Ensemble Learning of Foundation Models for Precision Oncology
Abstract
Purpose
Histopathology is essential for disease diagnosis and treatment decision-making. Recent advances in artificial intelligence (AI) have enabled the development of pathology foundation models that learn rich visual representations from large-scale whole-slide images (WSIs). However, existing models are often trained on disparate datasets using varying strategies, leading to inconsistent performance and limited generalizability. Here, we introduce ELF (Ensemble Learning of Foundation models), a novel framework that integrates five state-of-the-art pathology foundation models to generate unified slide-level representations.
Methods
We trained ELF on 53,699 WSIs spanning 20 anatomical sites, by leveraging ensemble learning to capture complementary information from diverse models while maintaining high data efficiency.
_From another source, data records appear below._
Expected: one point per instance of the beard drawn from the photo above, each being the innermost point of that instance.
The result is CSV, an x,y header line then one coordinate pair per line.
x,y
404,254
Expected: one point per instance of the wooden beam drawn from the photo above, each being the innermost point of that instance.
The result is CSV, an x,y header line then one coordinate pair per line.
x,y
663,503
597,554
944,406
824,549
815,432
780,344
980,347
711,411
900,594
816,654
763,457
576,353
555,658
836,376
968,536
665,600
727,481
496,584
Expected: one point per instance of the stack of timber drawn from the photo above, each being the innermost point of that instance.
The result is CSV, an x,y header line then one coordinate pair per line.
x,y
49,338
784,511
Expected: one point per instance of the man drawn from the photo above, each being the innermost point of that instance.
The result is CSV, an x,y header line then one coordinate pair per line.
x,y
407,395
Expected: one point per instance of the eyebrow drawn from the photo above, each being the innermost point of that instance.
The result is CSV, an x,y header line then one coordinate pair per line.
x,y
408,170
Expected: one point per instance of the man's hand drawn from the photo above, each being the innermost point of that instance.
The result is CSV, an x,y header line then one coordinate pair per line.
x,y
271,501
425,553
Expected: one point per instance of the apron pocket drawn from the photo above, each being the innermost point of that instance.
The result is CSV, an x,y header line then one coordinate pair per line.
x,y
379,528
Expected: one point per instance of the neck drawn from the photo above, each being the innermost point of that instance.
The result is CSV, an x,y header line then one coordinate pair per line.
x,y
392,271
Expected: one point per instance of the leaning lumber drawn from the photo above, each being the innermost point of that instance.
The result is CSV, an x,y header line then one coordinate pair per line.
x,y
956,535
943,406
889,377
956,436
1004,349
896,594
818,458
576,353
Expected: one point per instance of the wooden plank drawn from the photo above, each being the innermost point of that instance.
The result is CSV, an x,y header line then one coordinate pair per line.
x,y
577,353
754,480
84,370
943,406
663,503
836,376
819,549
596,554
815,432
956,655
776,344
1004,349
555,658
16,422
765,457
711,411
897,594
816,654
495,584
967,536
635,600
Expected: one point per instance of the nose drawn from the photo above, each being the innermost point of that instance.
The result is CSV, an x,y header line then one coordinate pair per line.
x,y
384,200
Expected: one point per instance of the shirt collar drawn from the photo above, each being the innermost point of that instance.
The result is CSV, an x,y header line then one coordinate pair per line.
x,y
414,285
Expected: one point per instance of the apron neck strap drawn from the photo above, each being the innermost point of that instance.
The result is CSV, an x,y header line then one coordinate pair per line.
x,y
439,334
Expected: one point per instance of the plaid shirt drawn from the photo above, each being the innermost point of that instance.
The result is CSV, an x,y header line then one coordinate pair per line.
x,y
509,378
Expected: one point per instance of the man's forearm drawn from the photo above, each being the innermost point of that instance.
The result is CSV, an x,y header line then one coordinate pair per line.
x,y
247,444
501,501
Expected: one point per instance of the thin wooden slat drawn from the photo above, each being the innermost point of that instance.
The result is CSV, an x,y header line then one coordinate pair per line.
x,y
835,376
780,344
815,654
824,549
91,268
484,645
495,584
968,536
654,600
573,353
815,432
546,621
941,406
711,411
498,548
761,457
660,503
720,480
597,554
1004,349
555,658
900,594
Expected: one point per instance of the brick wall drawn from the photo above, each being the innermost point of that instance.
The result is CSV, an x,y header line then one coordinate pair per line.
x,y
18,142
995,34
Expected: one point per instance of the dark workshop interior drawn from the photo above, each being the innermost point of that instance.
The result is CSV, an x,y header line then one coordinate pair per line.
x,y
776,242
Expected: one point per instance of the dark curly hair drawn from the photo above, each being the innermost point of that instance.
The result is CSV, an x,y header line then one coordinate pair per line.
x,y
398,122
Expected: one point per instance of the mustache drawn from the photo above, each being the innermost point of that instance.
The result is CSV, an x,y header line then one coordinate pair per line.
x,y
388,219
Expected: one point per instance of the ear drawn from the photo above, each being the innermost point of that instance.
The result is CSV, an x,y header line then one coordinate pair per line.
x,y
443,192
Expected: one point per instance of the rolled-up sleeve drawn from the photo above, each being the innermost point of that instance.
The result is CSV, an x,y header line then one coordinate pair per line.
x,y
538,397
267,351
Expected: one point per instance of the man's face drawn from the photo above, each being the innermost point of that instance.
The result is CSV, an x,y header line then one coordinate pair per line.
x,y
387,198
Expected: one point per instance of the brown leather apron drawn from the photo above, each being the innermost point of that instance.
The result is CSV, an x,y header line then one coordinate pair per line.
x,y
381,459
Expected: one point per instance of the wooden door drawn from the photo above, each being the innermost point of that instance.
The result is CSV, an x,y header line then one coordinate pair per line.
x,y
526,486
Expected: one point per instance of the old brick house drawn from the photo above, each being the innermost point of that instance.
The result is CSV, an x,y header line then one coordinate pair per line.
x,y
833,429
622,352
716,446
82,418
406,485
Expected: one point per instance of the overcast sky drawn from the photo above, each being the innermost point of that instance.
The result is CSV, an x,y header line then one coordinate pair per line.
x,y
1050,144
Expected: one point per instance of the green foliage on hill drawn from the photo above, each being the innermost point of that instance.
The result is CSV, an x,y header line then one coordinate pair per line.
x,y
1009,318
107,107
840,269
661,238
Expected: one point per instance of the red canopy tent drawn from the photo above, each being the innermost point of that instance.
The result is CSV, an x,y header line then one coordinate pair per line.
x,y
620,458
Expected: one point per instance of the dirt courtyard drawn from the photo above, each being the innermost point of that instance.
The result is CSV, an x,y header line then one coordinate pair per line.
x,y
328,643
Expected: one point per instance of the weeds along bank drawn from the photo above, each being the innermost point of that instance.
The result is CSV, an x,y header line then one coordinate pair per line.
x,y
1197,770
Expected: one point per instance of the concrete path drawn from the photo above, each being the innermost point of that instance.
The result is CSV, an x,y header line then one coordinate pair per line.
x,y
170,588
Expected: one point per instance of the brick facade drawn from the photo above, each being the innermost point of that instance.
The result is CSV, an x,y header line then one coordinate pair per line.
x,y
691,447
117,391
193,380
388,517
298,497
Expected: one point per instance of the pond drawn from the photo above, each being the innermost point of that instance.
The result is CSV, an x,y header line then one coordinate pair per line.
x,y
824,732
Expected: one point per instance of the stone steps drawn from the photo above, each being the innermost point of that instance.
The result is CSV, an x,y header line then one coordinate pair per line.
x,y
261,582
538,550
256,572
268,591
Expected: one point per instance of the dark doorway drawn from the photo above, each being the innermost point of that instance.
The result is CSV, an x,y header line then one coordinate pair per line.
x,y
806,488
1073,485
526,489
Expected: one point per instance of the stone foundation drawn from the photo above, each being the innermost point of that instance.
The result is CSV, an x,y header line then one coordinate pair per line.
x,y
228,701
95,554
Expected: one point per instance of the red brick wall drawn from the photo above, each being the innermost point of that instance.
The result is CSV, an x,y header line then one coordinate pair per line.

Unlike traditional tile-level models, ELF's slide-level architecture is particularly advantageous in clinical contexts where data are limited, such as therapeutic response prediction. We evaluated ELF across a wide range of clinical applications, including classification and subtyping of 4,697 tumor samples, 88 combinations of biomarker-indication assessment in 11,530 patients, and therapeutic response prediction in 21 independent cohorts of 1,592 patients across 9 cancer types.
Results
ELF consistently outperformed individual foundation models as well as existing slide-level approaches across most of the clinical tasks. When evaluated on detecting 28 clinically actionable genetic alterations across 13 cancer types, ELF surpassed state-of-the-art foundation models with AUC exceeding 0.85 for specific gene mutations such as BRAF in thyroid carcinoma and KRAS in lung adenocarcinoma. Compared with existing slide-level models, ELF improved the AUC by 9-14% for predicting anti-cancer therapy response; and by 10-17% for predicting immunotherapy response across all evaluation datasets.
Conclusion
This study introduces a new paradigm for building foundation models, one that shifts the focus from constructing ever-larger models to strategically integrating the complementary strengths of existing pretrained models. Our ensemble learning-based approach enables the creation of robust and generalizable representations without requiring access to proprietary training data.